Наша история случилась в долине. Там, где течет Желтая река, несущая воду, перемешанную с желтой землей, по соседству в одной деревне жили две семьи. Соседи почти не виделись друг с другом, глиняная стена отделяла их огороды, внешние стены домов были глухими, и стояли они, как бы повернувшись спиной друг к другу. Семья Мэн была бедной, соседняя Цзян — богатой, но и те и другие были бездетны. Старость уже стучала у обоих порогов, а — кто согреет ее? Это неведомо даже небесному владыке. В расстройстве возвращались разными дорогами в свои дома Мэн и Цзян после посещения храмов в центре деревни. Мэн ходили в даосский, Цзян — в буддийский.

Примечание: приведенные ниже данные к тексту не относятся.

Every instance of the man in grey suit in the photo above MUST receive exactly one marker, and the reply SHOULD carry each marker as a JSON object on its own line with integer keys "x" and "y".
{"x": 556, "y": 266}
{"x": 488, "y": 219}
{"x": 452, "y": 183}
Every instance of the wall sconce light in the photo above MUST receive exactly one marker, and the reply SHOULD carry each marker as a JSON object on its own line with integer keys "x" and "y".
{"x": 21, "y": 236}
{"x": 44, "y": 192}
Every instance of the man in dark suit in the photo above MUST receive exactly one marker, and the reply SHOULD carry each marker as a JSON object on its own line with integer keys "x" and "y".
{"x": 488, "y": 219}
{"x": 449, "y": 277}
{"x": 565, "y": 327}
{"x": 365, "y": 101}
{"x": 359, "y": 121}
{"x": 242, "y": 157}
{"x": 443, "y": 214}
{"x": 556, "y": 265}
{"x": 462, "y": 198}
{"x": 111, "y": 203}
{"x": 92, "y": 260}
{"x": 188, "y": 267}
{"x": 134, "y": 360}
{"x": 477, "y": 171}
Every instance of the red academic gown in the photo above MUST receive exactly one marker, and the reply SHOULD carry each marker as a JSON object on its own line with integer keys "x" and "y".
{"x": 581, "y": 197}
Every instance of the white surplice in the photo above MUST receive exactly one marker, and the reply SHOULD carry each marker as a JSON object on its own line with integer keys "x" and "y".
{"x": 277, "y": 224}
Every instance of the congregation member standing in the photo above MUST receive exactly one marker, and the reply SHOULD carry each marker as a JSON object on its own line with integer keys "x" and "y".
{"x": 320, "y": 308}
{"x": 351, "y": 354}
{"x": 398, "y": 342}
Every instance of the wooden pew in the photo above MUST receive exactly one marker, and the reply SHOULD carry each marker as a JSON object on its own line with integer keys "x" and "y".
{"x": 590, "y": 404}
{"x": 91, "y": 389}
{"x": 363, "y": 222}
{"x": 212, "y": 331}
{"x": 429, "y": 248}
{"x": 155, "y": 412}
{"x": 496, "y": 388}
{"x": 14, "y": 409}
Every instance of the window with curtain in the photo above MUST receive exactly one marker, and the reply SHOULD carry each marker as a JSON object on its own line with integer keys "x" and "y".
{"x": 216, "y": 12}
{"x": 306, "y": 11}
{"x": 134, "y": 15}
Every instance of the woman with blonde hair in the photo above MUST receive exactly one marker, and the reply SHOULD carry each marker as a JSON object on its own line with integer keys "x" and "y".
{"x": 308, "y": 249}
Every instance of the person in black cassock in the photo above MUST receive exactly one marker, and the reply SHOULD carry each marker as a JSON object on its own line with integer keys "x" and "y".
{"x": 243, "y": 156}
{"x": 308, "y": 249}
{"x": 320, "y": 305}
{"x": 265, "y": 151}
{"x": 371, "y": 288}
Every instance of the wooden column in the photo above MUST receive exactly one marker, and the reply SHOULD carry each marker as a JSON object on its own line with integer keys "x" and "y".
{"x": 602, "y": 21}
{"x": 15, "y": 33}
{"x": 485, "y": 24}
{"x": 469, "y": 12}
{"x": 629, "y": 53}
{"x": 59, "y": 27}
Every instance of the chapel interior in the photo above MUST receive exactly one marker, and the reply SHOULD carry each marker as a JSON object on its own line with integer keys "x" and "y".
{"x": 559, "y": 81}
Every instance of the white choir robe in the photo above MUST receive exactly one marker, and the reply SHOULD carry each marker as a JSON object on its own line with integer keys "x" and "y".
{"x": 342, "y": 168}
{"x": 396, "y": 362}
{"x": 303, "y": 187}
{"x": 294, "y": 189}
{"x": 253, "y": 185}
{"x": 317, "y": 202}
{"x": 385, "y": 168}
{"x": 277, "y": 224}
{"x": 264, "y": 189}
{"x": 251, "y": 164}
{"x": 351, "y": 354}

Однажды ранней весной хозяйка дома Мэн увидела на тропе у дома тыквенное семя, необыкновенно белое, как будто серебряное. Она подняла его и, так как была пора сажать огород, ткнула семя в землю, которую взрыхлил муж.
— Зачем ты сажаешь тыкву, когда здесь я хочу посеять просо, — недовольно проворчал муж, но жена ему не ответила, только придавила лунку с семенем и плеснула в нее воду.

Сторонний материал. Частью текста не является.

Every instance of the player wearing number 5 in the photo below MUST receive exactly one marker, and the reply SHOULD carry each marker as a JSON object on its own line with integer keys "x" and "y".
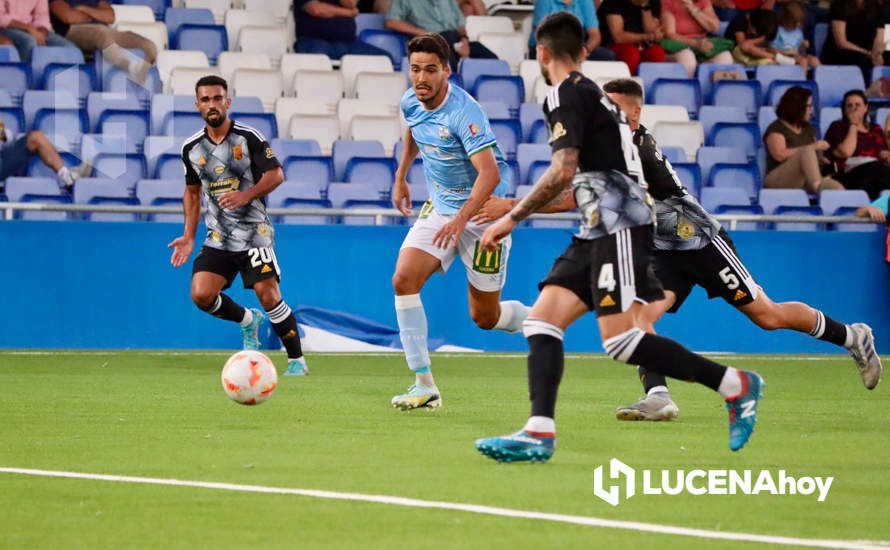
{"x": 235, "y": 168}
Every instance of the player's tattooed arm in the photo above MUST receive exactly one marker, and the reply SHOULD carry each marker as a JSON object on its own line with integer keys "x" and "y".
{"x": 551, "y": 186}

Прошло несколько недель, появившийся побег протянулся к стене, отделившей огород Мэн от двора Цзян. Еще через несколько недель побег перелез через стену и оказался на огороде Цзян, где и зацвел. К концу лета выросла тыква, увеличивавшаяся в размере день ото дня.
— Соседи, смотрите, смотрите, она уже стала величиной с теленка, — кричали Мэнам Цзяны, радушно распахивая перед соседями ворота своего дома.

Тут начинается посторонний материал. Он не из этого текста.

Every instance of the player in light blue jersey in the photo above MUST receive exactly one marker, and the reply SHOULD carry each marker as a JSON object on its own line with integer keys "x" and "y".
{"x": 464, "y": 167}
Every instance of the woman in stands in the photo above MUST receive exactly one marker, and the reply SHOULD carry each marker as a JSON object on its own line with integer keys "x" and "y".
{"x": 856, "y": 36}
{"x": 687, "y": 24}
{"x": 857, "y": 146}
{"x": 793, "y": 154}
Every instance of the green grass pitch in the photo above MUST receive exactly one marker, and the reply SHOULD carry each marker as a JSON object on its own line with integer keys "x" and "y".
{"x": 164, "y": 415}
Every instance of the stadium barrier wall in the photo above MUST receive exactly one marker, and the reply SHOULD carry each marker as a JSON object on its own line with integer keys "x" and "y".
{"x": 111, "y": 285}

Мэны заходили к богатеям Цзянам медленно, с достоинством. Обе семьи любовались чудом, а тыква продолжала расти, и вскоре она стала размером с небольшого буйвола. Мужчины Мэн и Цзян разобрали часть стены, отделявшей их дворы, и решили по очереди караулить тыкву.
Тыква перестала расти, и утром после ночи полной луны, когда сторожем у тыквы был хозяин Мэн, внутри ее послышался шум. Мэн испугался и позвал хозяина семьи Цзян. Прибежали и их жены.
Солнце вставало над деревней, забиралось своими лучами во все дворы, добралось и до дворов Мэн и Цзян. Солнечный луч упал на огромную тыкву, и она с шумом треснула. Распались две огромные половины, и из тыквы вышла девушка необыкновенной красоты, в нарядном серебряном платье, белолицая, с высокой прической, которую держали серебряные узорчатые гребни, украшенные изумрудным пером зимородка.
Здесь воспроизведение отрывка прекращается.